Br J Dev Psychol. 2010 Nov;28(Pt 4):799-815. doi: 10.1348/026151009x479475.
The accounts given by those who have violated a rule are likely to have important self-presentational consequences, potentially reducing the negative impact of the breach on social evaluations of transgressors. However, little is known about young children's self-presentational reasoning about such accounts. In the present study, a sample of 120 4- to 9-year-olds responded to rule violation stories where the transgressor uses either an apology, an excuse, or no account. Results showed that whereas children rated both account types similarly in terms of their impact on punishment consequences, even the youngest saw apologies as leading to significantly more positive social evaluation than excuses. Correspondingly, children were more likely to identify prosocial motives for apologies than for excuses, and more likely to identify self-protective motives for excuses than for apologies. Explicit references to self-presentational motives when explaining the accounts increased significantly with age, and were more likely following social-conventional rather than moral rule violations.

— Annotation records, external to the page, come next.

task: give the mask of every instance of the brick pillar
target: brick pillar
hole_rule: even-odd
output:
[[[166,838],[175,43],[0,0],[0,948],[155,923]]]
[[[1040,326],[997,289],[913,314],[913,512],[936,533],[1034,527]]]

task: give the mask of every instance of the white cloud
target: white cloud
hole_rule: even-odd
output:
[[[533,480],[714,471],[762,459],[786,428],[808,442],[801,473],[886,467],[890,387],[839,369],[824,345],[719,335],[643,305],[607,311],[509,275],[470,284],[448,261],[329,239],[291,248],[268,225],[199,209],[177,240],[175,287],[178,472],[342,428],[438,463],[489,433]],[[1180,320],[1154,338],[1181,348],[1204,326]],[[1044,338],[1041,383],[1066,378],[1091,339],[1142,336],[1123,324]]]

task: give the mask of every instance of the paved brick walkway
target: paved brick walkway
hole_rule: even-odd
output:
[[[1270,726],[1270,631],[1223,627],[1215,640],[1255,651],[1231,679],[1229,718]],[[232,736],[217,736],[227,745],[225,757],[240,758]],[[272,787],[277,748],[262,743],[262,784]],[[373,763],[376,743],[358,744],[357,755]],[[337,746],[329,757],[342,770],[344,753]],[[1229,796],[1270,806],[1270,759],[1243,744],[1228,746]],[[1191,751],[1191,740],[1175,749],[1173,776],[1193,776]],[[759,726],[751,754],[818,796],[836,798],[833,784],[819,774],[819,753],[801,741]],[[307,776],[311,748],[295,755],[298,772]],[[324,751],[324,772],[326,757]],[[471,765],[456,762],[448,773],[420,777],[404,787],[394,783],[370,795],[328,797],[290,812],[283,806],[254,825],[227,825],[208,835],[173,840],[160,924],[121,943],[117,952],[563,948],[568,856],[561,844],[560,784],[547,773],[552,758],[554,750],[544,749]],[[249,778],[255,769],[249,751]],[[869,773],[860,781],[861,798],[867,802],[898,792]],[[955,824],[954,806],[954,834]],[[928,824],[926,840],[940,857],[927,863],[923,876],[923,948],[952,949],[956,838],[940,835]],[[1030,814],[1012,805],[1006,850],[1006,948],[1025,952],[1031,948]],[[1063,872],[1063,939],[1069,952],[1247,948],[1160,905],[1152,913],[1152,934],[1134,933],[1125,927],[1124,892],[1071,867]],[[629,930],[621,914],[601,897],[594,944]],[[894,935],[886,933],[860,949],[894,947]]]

那些违反规则的人的陈述可能会产生重要的自我表现后果,有可能减轻违规行为对违规者社会评价的负面影响。然而,对于年幼的孩子关于这种陈述的自我表现推理,我们知之甚少。在本研究中,一个由 120 名 4 至 9 岁儿童组成的样本对违规故事做出了反应,其中违规者使用了道歉、借口或没有解释。结果表明,尽管孩子们在惩罚后果方面对两种解释类型的评价相似,但即使是最小的孩子也认为道歉比借口会导致更积极的社会评价。相应地,孩子们更有可能将亲社会动机归因于道歉,而不是借口,并且更有可能将自我保护动机归因于借口,而不是道歉。在解释这些解释时,明确提到自我表现动机与年龄显著相关,并且更有可能在社会常规违规之后,而不是在道德规则违规之后。